Como convidado especial da abertura, coube a Edward Snowden a responsabilidade de arrancar a Web Summit deste ano, esta segunda-feira, em Lisboa, numa entrevista via satélite dada a partir da Rússia, onde o ex-analista de dados da CIA está refugiado há alguns anos. James Ball, jornalista vencedor do prémio Pulitzer, interrompeu o silêncio ensurdecedor de um público que, por momentos, pensou ver Snowden pisar o palco português, para apresentar o especialista em dois grandes ecrãs. 

Aos espectadores deixou um alerta enfático sobre os perigos da partilha indiscriminada de dados, o que, num evento que vive também dessa partilha – há, por exemplo, uma aplicação obrigatória para todos os participantes – não deve ter deixado de fazer soar algumas campainhas. O especialista veio à Web Summit falar de tecnologia isenta e transparente, expondo as incongruências da recolha de dados por empresas.

Snowden confessou que, quando iniciou o seu percurso na CIA, foi obrigado a cumprir um juramento de serviço para com a mesma. Mais tarde, quando progrediu de nível de confidencialidade, foi coagido a assinar o Standard Form 312 – um acordo de não divulgação (NDA), o que na sua opinião vai contra a Constituição norte-americana: “ou se é leal à constituição ou ao Standard Form 312”, explicou Snowden. 

Cerca de 70 mil pessoas ouviram os apelos de Snowden. Foto: Inês Loureiro Pinto

O especialista de inteligência acusou grandes empresas, como o Facebook, a Google e a Amazon, e agências como a National Security Agency (NSA) de permitirem vigilância generalizada aos governos, neste caso ao norte-americano, com a “criação de um novo registo permanente”. “Nós permitimos este abuso de privacidade através da pessoa [utilizador]”. Para Edward Snowden, estas instituições, já poderosas, ao combinarem-se umas com as outras, usam esse poder contra as pessoas, e não a seu favor.
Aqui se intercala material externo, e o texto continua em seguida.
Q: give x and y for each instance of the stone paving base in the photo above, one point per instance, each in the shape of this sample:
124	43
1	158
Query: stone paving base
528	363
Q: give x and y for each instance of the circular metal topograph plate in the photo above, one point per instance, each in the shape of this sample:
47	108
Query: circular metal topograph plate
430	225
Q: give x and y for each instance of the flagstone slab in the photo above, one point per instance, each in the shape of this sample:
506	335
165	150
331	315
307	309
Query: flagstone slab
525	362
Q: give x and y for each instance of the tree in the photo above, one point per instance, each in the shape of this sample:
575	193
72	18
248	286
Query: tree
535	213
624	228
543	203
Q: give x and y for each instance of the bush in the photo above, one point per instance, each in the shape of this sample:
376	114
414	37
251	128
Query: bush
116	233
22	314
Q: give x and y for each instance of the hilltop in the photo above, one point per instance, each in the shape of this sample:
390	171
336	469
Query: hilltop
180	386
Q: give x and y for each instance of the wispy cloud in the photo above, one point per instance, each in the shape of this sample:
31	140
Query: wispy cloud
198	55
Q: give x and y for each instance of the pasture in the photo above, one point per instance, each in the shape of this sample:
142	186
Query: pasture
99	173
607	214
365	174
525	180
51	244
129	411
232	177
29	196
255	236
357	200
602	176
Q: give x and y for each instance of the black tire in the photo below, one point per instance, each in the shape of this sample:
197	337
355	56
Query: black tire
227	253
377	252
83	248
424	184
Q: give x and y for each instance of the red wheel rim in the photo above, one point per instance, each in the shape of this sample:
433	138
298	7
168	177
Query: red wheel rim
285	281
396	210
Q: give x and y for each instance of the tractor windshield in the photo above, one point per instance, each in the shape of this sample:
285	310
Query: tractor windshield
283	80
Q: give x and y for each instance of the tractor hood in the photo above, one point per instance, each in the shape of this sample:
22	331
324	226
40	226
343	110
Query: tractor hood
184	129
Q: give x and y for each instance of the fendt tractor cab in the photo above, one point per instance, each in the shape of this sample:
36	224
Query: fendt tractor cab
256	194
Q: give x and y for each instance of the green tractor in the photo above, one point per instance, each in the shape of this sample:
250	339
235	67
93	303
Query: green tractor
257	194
Sobre a regulamentação da proteção de dados, Snowden manifestou o seu desagrado com o próprio nome: “é sobre recolha de dados”, afirma. Proteção de dados significa, segundo o especialista, que as empresas e instituições recolhem os nossos dados, porque o permitimos, e não há nada de mal com isso, desde que não ocorram fugas. 

“O público, a minha geração e particularmente a geração a seguir à minha, já não são donos de nada”, afirmou Snowden. 

Revoltado com a abstração da política de dados, o especialista refutou que “os dados não são inofensivos e abstratos, quando se trata de pessoas”. A pessoa é que está a ser o objeto de manipulação, não os seus dados. Por outras palavras: “Não são dados que estão a ser explorados, são as pessoas que estão a ser exploradas.”

Como solução, e para rematar, Edward Snowden alertou para a urgência em redesenhar o sistema básico de conduta na internet. Propõe um desafio às empresas: mostrar às pessoas, consumidores, porque não deveriam confiar nelas, em vez de lhes pedirem para confiar.

“A lei não é a única coisa que nos pode proteger. A tecnologia não é a única coisa que nos pode proteger. A única maneira de proteger alguém é proteger toda gente”, concluiu Snowden no fim da conferência.